For years, ambulances have served patients with higher levels of illness and injury. Those patients are the very essence of the emergency department. But when EDs get too crowded, there is a controversial process called diversion that sends ambulance patients to other hospitals. It is not clear that diversion results in better outcomes for anyone and costs the hospital large amounts of marginal revenue.
Patients who are high-frequency users can be identified by case managers, hospitals, EDs, or the EMS system so that a better system of care can be developed for those individuals. Attempting to set up that system to function at the time of a 911 call is probably not the best target. Some have tied a 911 call to an EMTALA responsibility and the mandate for a medical screening examination before the patient is released.
So emergency physicians are going to be entwined in meetings to develop regional models of care that match local needs and resources and lead to appropriate use of both ambulances and EDs.
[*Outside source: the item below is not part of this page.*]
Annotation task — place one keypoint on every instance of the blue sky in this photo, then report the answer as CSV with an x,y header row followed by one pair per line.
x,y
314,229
With subsequent discussions with payers and politicians, there is an opportunity to move the system forward to the benefit of patients and the communities that pay for the 911 system.
James J. Augustine, MD, FACEP, is director of clinical operations at EMP in Canton, Ohio; clinical associate professor of Emergency Medicine at Wright State University in Dayton, Ohio; vice president of the Emergency Department Benchmarking Alliance; and on the ACEP Board of Directors.
References
- Zeltner B. Cleveland Clinic announces top ten medical innovations for 2015. Cleveland Plain Dealer. October 29, 2014.
- Knodel S. Exploring the use of paramedics to aid in reducing hospital readmissions. Nebraska Medicine. 2014;13(1):7-8,15.
- Tadros AS, Castillo EM, Chan TC, et al. Effects of an EMS-based resource access program (RAP) on frequent users of health services. Prehosp Emerg Care. 2012;16:541-547.
- Burt CW, McCaig LF, Valverde RH. Analysis of ambulance transports and diversions among US emergency departments. Ann Emerg Med. 2006;47:317-26.